As described by its creators: 

*"CoreNLP is your one stop shop for natural language processing in Java! CoreNLP enables users to derive linguistic annotations for text, including token and sentence boundaries, parts of speech, named entities, numeric and time values, dependency and constituency parses, coreference, sentiment, quote attributions, and relations.

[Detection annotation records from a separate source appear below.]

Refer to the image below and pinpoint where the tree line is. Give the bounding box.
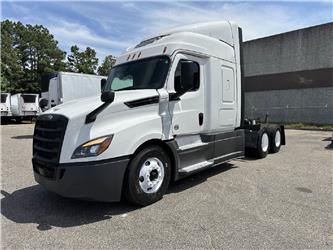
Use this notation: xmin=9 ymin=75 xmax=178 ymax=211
xmin=0 ymin=20 xmax=115 ymax=93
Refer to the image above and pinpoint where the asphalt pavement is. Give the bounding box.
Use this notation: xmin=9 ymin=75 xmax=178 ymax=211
xmin=1 ymin=124 xmax=333 ymax=249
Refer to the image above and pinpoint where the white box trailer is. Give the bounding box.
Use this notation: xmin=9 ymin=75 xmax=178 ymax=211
xmin=40 ymin=72 xmax=106 ymax=110
xmin=0 ymin=93 xmax=12 ymax=118
xmin=11 ymin=93 xmax=41 ymax=121
xmin=32 ymin=22 xmax=285 ymax=206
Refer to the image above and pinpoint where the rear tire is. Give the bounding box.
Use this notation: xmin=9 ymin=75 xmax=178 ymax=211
xmin=269 ymin=128 xmax=281 ymax=153
xmin=256 ymin=129 xmax=270 ymax=159
xmin=124 ymin=145 xmax=171 ymax=206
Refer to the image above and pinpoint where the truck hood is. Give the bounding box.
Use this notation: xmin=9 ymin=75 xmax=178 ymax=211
xmin=44 ymin=89 xmax=158 ymax=119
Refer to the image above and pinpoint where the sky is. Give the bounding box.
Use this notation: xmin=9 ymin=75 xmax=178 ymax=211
xmin=1 ymin=0 xmax=333 ymax=63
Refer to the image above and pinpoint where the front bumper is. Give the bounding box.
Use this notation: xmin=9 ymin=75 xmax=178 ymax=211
xmin=33 ymin=157 xmax=129 ymax=202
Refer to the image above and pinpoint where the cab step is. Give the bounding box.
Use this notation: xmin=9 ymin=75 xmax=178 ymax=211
xmin=178 ymin=161 xmax=214 ymax=173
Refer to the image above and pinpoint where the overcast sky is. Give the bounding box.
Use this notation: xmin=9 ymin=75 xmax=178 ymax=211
xmin=1 ymin=0 xmax=333 ymax=61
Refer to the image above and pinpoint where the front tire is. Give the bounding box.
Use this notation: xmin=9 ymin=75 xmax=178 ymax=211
xmin=124 ymin=145 xmax=171 ymax=206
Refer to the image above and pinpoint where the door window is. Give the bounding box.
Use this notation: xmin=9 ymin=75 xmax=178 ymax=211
xmin=175 ymin=59 xmax=200 ymax=92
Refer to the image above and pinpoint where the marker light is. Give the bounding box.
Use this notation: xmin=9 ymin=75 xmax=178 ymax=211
xmin=72 ymin=135 xmax=113 ymax=159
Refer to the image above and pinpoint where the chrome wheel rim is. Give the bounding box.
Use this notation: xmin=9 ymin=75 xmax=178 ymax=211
xmin=139 ymin=157 xmax=164 ymax=194
xmin=261 ymin=133 xmax=269 ymax=152
xmin=274 ymin=130 xmax=281 ymax=148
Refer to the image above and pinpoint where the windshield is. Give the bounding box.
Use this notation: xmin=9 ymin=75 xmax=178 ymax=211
xmin=22 ymin=95 xmax=36 ymax=103
xmin=104 ymin=56 xmax=170 ymax=91
xmin=1 ymin=94 xmax=7 ymax=103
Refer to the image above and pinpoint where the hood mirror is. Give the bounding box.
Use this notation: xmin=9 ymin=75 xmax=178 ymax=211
xmin=101 ymin=78 xmax=106 ymax=92
xmin=101 ymin=91 xmax=114 ymax=103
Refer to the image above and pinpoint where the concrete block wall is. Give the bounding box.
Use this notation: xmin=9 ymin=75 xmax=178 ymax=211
xmin=245 ymin=87 xmax=333 ymax=125
xmin=243 ymin=23 xmax=333 ymax=125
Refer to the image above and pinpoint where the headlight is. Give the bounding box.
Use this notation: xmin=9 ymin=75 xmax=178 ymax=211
xmin=72 ymin=135 xmax=113 ymax=159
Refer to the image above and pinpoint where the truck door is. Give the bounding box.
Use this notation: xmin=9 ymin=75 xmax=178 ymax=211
xmin=168 ymin=54 xmax=205 ymax=135
xmin=219 ymin=65 xmax=237 ymax=131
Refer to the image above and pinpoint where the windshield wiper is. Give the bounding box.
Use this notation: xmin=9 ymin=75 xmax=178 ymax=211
xmin=113 ymin=86 xmax=135 ymax=91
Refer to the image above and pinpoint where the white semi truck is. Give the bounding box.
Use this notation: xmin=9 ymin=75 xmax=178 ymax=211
xmin=32 ymin=22 xmax=285 ymax=206
xmin=10 ymin=93 xmax=41 ymax=121
xmin=40 ymin=72 xmax=106 ymax=110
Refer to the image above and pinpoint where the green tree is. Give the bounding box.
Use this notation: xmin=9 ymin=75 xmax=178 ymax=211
xmin=1 ymin=20 xmax=66 ymax=93
xmin=97 ymin=55 xmax=116 ymax=76
xmin=67 ymin=45 xmax=98 ymax=74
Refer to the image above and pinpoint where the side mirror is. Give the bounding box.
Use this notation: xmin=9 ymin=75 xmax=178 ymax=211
xmin=101 ymin=91 xmax=114 ymax=103
xmin=39 ymin=99 xmax=49 ymax=108
xmin=101 ymin=78 xmax=106 ymax=92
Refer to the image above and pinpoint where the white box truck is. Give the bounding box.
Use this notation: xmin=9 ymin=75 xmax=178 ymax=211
xmin=10 ymin=93 xmax=41 ymax=121
xmin=32 ymin=22 xmax=285 ymax=206
xmin=40 ymin=72 xmax=106 ymax=110
xmin=0 ymin=93 xmax=12 ymax=119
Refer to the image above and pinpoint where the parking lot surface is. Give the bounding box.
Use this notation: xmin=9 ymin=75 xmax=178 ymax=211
xmin=1 ymin=124 xmax=333 ymax=249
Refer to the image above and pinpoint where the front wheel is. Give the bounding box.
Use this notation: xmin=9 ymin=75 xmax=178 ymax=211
xmin=124 ymin=146 xmax=171 ymax=206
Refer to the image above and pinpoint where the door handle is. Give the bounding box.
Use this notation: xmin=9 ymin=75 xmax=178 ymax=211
xmin=199 ymin=113 xmax=203 ymax=126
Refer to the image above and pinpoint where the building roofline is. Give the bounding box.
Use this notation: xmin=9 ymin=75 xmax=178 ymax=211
xmin=244 ymin=22 xmax=333 ymax=43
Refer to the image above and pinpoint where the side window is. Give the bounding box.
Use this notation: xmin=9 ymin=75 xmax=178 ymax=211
xmin=175 ymin=59 xmax=200 ymax=92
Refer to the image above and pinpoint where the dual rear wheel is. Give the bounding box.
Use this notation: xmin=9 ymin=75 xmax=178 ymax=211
xmin=255 ymin=128 xmax=281 ymax=158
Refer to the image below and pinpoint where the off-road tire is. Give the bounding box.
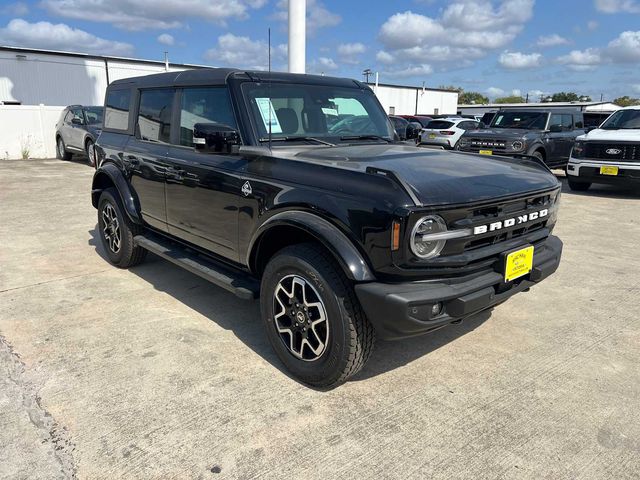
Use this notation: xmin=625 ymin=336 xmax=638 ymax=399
xmin=260 ymin=243 xmax=375 ymax=388
xmin=567 ymin=177 xmax=591 ymax=192
xmin=98 ymin=188 xmax=147 ymax=268
xmin=56 ymin=135 xmax=71 ymax=160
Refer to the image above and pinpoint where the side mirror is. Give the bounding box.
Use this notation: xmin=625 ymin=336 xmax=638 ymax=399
xmin=193 ymin=123 xmax=240 ymax=153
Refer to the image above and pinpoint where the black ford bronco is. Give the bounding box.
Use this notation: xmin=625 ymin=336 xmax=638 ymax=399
xmin=92 ymin=69 xmax=562 ymax=387
xmin=457 ymin=108 xmax=585 ymax=168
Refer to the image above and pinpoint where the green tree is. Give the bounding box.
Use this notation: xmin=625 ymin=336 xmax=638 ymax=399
xmin=493 ymin=95 xmax=525 ymax=103
xmin=613 ymin=95 xmax=640 ymax=107
xmin=458 ymin=92 xmax=489 ymax=105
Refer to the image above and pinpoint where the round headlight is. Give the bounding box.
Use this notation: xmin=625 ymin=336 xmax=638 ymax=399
xmin=411 ymin=215 xmax=447 ymax=260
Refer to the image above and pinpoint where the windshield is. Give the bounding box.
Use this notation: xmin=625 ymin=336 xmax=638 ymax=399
xmin=242 ymin=82 xmax=394 ymax=143
xmin=84 ymin=107 xmax=104 ymax=125
xmin=491 ymin=112 xmax=548 ymax=130
xmin=600 ymin=109 xmax=640 ymax=130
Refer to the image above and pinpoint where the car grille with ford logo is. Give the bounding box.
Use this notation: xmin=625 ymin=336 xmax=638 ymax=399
xmin=584 ymin=142 xmax=640 ymax=162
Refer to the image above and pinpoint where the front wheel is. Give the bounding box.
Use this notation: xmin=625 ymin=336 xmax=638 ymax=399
xmin=98 ymin=188 xmax=147 ymax=268
xmin=260 ymin=244 xmax=374 ymax=387
xmin=567 ymin=177 xmax=591 ymax=192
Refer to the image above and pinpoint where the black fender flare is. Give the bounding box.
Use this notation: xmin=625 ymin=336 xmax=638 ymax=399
xmin=91 ymin=163 xmax=142 ymax=224
xmin=246 ymin=210 xmax=376 ymax=282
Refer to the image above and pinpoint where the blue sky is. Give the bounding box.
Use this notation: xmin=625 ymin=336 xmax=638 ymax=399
xmin=0 ymin=0 xmax=640 ymax=100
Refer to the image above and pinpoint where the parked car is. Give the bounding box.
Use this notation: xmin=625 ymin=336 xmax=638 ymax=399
xmin=458 ymin=108 xmax=585 ymax=168
xmin=91 ymin=69 xmax=562 ymax=387
xmin=398 ymin=115 xmax=433 ymax=128
xmin=567 ymin=106 xmax=640 ymax=191
xmin=56 ymin=105 xmax=103 ymax=166
xmin=389 ymin=115 xmax=422 ymax=140
xmin=419 ymin=117 xmax=480 ymax=148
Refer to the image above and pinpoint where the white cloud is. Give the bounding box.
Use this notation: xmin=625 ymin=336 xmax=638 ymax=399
xmin=204 ymin=33 xmax=287 ymax=70
xmin=382 ymin=64 xmax=433 ymax=78
xmin=156 ymin=33 xmax=176 ymax=46
xmin=595 ymin=0 xmax=640 ymax=13
xmin=536 ymin=33 xmax=571 ymax=48
xmin=40 ymin=0 xmax=267 ymax=30
xmin=376 ymin=0 xmax=534 ymax=72
xmin=606 ymin=31 xmax=640 ymax=63
xmin=0 ymin=18 xmax=133 ymax=56
xmin=338 ymin=42 xmax=367 ymax=65
xmin=0 ymin=2 xmax=29 ymax=17
xmin=498 ymin=51 xmax=542 ymax=70
xmin=556 ymin=31 xmax=640 ymax=71
xmin=308 ymin=57 xmax=338 ymax=73
xmin=272 ymin=0 xmax=342 ymax=36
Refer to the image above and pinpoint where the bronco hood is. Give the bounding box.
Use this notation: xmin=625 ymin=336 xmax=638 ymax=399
xmin=293 ymin=144 xmax=558 ymax=205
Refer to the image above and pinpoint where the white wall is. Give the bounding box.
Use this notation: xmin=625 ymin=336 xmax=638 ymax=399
xmin=372 ymin=85 xmax=458 ymax=115
xmin=0 ymin=105 xmax=64 ymax=159
xmin=0 ymin=50 xmax=189 ymax=105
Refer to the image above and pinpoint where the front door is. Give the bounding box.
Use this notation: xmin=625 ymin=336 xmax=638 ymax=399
xmin=166 ymin=87 xmax=246 ymax=262
xmin=123 ymin=88 xmax=175 ymax=231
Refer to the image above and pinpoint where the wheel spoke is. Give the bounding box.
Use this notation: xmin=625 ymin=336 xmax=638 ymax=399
xmin=273 ymin=275 xmax=329 ymax=361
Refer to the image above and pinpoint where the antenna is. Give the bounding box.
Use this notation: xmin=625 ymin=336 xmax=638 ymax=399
xmin=267 ymin=27 xmax=273 ymax=150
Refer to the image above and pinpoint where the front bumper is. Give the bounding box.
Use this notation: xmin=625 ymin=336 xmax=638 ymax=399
xmin=567 ymin=157 xmax=640 ymax=184
xmin=355 ymin=236 xmax=562 ymax=340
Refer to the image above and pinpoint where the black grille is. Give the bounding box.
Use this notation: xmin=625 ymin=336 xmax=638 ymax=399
xmin=469 ymin=138 xmax=507 ymax=150
xmin=585 ymin=142 xmax=640 ymax=162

CoreNLP currently supports 8 languages: Arabic, Chinese, English, French, German, Hungarian, Italian, and Spanish."* 

You can create your own pipeline to extract the desired information. You can try it out for yourself in this [online shell](https://corenlp.run).

### Table of contents
1. [Loading data](#section1)
2. [Exploring pre-processed CoreNLP data](#section2)
    - 2.1. [Character metadata](#section2-1)
    - 2.2. [Parsing sentences](#section2-2)
    - 2.3. [Characters](#section2-3)
    - 2.4. [Character interactions](#section2-4)
    - 2.5. [Extracting characters and interactions](#section2-5)
3. [Custom CoreNLP Analysis](#section3)
    - 3.1. [Custom CoreNLP pipeline](#section3-1)
    - 3.2. [Running our pipeline](#section3-2)
4. [Extracting data](#section4)
    - 4.1. [What to look for?](#section4-1)
    - 4.2. [Running extraction](#section4-2)
5. [Processing extracted data](#section5)
    - 5.1. [Processing descriptions](#section5-1)
    - 5.2. [Processing relations](#section5-2)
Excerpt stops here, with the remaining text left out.